Most US indexes have sold off as rising bond yields took their toll on stocks. SPX gapped down sharply today and is nearing its 9/20/21 reaction low of 4,305.91. Violation confirms a lower-low and warns of a deeper correction to 4,233.13 (7/19/21 low) and below this to 4,128 (200-day ma). The gap-down today at 4,419.5-4,436 is initial resistance, above this to 4,465.5-4,480 (8/16 and 9/23 highs or the left and right shoulders), and 4,545.85 (9/2/21 all-time high). The blue-chip Dow Jones Industrial failed to clear above the right shoulders at 34,990-35,061(50-day ma, 9/14, and 9/17 highs or the right shoulders). Watch for another pullback toward neckline support at 33,300-33,700 (200-day ma Jun/Jul/Sep 2021 lows).
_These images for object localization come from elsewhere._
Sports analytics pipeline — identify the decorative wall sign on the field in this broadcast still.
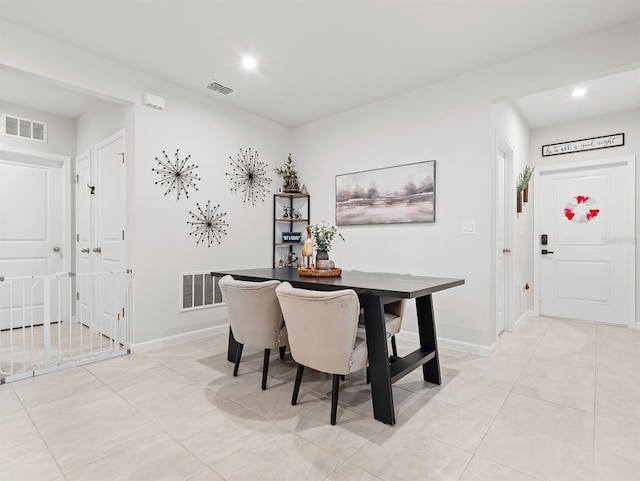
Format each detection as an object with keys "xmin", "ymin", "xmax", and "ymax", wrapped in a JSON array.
[
  {"xmin": 187, "ymin": 201, "xmax": 229, "ymax": 247},
  {"xmin": 282, "ymin": 232, "xmax": 302, "ymax": 242},
  {"xmin": 336, "ymin": 161, "xmax": 436, "ymax": 226},
  {"xmin": 564, "ymin": 195, "xmax": 599, "ymax": 223},
  {"xmin": 226, "ymin": 148, "xmax": 272, "ymax": 206},
  {"xmin": 542, "ymin": 133, "xmax": 624, "ymax": 157},
  {"xmin": 152, "ymin": 149, "xmax": 200, "ymax": 200}
]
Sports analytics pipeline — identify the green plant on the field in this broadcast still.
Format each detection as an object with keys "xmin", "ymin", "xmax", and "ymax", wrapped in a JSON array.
[
  {"xmin": 275, "ymin": 153, "xmax": 297, "ymax": 187},
  {"xmin": 517, "ymin": 165, "xmax": 534, "ymax": 192},
  {"xmin": 312, "ymin": 221, "xmax": 344, "ymax": 252}
]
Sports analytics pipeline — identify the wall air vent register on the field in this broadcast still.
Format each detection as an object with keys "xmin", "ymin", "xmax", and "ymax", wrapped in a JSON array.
[
  {"xmin": 181, "ymin": 271, "xmax": 224, "ymax": 312},
  {"xmin": 204, "ymin": 80, "xmax": 235, "ymax": 95},
  {"xmin": 2, "ymin": 114, "xmax": 48, "ymax": 142}
]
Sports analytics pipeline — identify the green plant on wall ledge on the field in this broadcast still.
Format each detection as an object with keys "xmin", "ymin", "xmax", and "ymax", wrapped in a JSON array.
[
  {"xmin": 517, "ymin": 165, "xmax": 534, "ymax": 192},
  {"xmin": 275, "ymin": 153, "xmax": 300, "ymax": 192}
]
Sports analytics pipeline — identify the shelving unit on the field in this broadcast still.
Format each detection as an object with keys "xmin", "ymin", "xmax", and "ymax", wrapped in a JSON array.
[{"xmin": 273, "ymin": 193, "xmax": 310, "ymax": 267}]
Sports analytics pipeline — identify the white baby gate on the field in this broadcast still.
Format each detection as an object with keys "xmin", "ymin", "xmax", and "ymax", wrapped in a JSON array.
[{"xmin": 0, "ymin": 270, "xmax": 133, "ymax": 383}]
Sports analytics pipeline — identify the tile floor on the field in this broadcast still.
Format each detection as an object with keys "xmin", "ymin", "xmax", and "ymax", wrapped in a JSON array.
[
  {"xmin": 1, "ymin": 315, "xmax": 639, "ymax": 481},
  {"xmin": 1, "ymin": 323, "xmax": 119, "ymax": 379}
]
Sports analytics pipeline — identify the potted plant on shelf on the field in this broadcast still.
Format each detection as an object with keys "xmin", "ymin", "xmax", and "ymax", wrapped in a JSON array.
[
  {"xmin": 274, "ymin": 153, "xmax": 300, "ymax": 193},
  {"xmin": 312, "ymin": 221, "xmax": 344, "ymax": 268},
  {"xmin": 516, "ymin": 165, "xmax": 534, "ymax": 212}
]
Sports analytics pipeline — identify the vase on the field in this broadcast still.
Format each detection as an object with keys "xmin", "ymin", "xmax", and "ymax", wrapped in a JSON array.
[
  {"xmin": 523, "ymin": 185, "xmax": 529, "ymax": 203},
  {"xmin": 517, "ymin": 190, "xmax": 523, "ymax": 213},
  {"xmin": 316, "ymin": 250, "xmax": 329, "ymax": 268}
]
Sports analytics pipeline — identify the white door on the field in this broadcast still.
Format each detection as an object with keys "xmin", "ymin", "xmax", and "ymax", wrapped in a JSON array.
[
  {"xmin": 95, "ymin": 132, "xmax": 126, "ymax": 274},
  {"xmin": 495, "ymin": 134, "xmax": 515, "ymax": 336},
  {"xmin": 75, "ymin": 131, "xmax": 126, "ymax": 338},
  {"xmin": 538, "ymin": 158, "xmax": 635, "ymax": 325},
  {"xmin": 75, "ymin": 149, "xmax": 93, "ymax": 326},
  {"xmin": 495, "ymin": 149, "xmax": 506, "ymax": 335},
  {"xmin": 0, "ymin": 151, "xmax": 67, "ymax": 329}
]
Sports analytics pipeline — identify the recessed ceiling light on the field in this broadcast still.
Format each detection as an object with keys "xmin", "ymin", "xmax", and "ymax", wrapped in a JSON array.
[
  {"xmin": 571, "ymin": 87, "xmax": 587, "ymax": 98},
  {"xmin": 242, "ymin": 56, "xmax": 257, "ymax": 69}
]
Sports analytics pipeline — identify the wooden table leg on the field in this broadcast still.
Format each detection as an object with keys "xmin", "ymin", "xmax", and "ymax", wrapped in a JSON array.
[
  {"xmin": 361, "ymin": 294, "xmax": 396, "ymax": 425},
  {"xmin": 227, "ymin": 326, "xmax": 239, "ymax": 363},
  {"xmin": 416, "ymin": 294, "xmax": 441, "ymax": 384}
]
NASDAQ led today’s broad market decline as rising bond yields pressure technology and growth-related stocks. Technology stocks were the day’s worst-performing S&P sector. XLK fell 2.96% by the end of the day. Semiconductor Index (SOX) gapped down and fell 3.90%. Biotechnology Index (BTK) collapsed below its 50-day and 200-day ma, losing 2.56% for the day.
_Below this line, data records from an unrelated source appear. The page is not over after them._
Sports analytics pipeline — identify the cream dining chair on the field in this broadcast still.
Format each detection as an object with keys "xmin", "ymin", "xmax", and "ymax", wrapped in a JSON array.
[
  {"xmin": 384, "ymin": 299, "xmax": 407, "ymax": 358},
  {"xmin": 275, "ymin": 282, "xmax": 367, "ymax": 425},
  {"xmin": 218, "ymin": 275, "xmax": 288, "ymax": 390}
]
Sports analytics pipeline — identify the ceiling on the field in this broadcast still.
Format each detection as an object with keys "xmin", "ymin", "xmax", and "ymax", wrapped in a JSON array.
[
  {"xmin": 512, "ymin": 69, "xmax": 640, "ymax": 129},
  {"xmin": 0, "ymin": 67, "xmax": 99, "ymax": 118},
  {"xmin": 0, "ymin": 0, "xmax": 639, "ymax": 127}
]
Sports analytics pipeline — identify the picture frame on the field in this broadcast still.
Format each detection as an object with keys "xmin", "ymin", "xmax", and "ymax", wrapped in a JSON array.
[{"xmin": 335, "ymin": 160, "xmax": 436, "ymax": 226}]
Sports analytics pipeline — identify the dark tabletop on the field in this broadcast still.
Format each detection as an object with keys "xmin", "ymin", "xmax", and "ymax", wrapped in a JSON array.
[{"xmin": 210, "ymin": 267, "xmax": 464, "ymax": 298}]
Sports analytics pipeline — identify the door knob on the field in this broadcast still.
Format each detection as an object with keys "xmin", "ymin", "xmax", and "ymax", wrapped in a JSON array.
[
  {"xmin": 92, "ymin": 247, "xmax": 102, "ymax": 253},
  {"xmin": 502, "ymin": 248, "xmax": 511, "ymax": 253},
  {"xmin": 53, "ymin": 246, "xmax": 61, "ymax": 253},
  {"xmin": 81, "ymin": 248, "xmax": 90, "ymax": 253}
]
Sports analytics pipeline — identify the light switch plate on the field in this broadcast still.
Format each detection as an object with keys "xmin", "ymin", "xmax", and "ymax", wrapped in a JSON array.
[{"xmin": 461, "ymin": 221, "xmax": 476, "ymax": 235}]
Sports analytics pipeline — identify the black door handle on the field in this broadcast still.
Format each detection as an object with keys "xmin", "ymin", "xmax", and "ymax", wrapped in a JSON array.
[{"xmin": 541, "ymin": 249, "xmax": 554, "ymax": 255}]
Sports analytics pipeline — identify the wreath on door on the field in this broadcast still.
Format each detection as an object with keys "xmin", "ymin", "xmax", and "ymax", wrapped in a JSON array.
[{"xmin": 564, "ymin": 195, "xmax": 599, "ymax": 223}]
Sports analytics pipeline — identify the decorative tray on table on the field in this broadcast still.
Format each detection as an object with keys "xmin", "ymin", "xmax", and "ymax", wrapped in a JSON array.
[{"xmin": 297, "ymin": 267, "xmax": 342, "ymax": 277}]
The mega-cap tech-heavy Nasdaq 100 Index (NDX – down 2.86%) also gapped down today, undercutting last week’s trading low. The decline also convincingly breached the 50-day ma (15,214.27). The breakdown is worrisome as NDX is the first of the key US indexes to generate a lower-low pattern. NDX is now challenging the pivotal neckline support coinciding with the Aug/Sep reaction lows at 14,773-14,821. The height of the head/shoulders top is 928.21 points. A breakdown warns of a deeper correction to 13,845-13,928 (h/s top breakdown target and 200-day ma). Key initial resistance is 15,049.5-15,106.5 (9/28/21 gap-down), and above this to 15,184.5-15,214 (7/26 and 8/5 highs or left shoulders and 50-day ma), and 15,356.92 (9/23 high or right shoulder), and 15,701.40 (9/7/21 all-time high).